From what I understand, the symptoms of end-stage cirrhosis are as follows:

* Loss of appetite

* Wasting away of body

* Ascites (the swollen fluid-filled tummy look)

* Vomiting

* Diarreah (with blood in it)

* Rust colored urine

* Jaundice of the skin and whites of eyes  

Bootsie had NONE of this. Her tummy was swollen, but this was while she was in the hospital and I attributed it to the IV fluids. She did not vomit. Had only one bout of diarreah, and that was 2 weeks prior. She ate ravenously for me the night before her surgery, a full bowl of food. Her urine was not rust colored, it was normal. She maintained her ideal body weight of 14.5 pounds for over a year and was in perfect weight. She had not the slightest trace of jaundice. Not even a little. Her skin was pink and beautiful, the whites of her eyes were white, not a trace of  yellow.  

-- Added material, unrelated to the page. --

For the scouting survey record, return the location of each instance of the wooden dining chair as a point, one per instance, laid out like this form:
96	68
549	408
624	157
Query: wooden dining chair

And yet the vet told me, as he stood in his scrubs, and I sank into a chair, that my Bootsie's liver was completely fibrotic. It was nothing but scar tissue. I cannot explain this. I don't think Dr. Woods realized how this made no sense at all to me. Still does not.  The only thing I can think is that God gave us a lesser illness in order for me to discover the worse fate that was waiting to grab and hurt my Bootsie, thereby allowing me to ensure that my Bootsie would not have to know that suffering.   He made it so that Bootsie never had to suffer the symptoms of cirrhosis. (I could've looked at Bootsie's liver myself. The vet asked me if I wanted to, and I declined. I had to believe him, because I could not have that image in my head. Bad enough the image of my baby under that green surgical blanket in that brightly lit OR.   I had to make a decision for my li'l girl. It took me many long, agonizing minutes, but ultimately, I looked up at Dr. Woods and through my sobbing, I said:   "I know that if there was anything at all that you could do to save my little girl, you'd do it. That's why I asked you to come here and be the one to perform this surgery. I NEVER want my Bootsie to suffer. I don't care about ME. But no suffering for her. If you think the best thing I can do for my Bootsie is to let her go, then that's what I have to do. I don't want to, but I will, if it's best for HER."   Dr. Woods silently took my hand and held it as he led me back into the OR.   I bent over the OR table, stroking Bootsie's fur and telling her that everything was going to be ok. I told her that I loved her. I said all those things that one needs desperately to say before the moment is forever extinguished. During this time, Dr. Woods was working underneath the surgical blanket. He administered the drug that insured my Bootsie's eternal peace.

At the moment my little girls soul was released from her earthly body, I KNEW. I pulled back slightly, searching her small face for any sign of life.....but she was no longer there.   I collapsed. Dr. Woods had to catch me, and was kind enough to hold me up.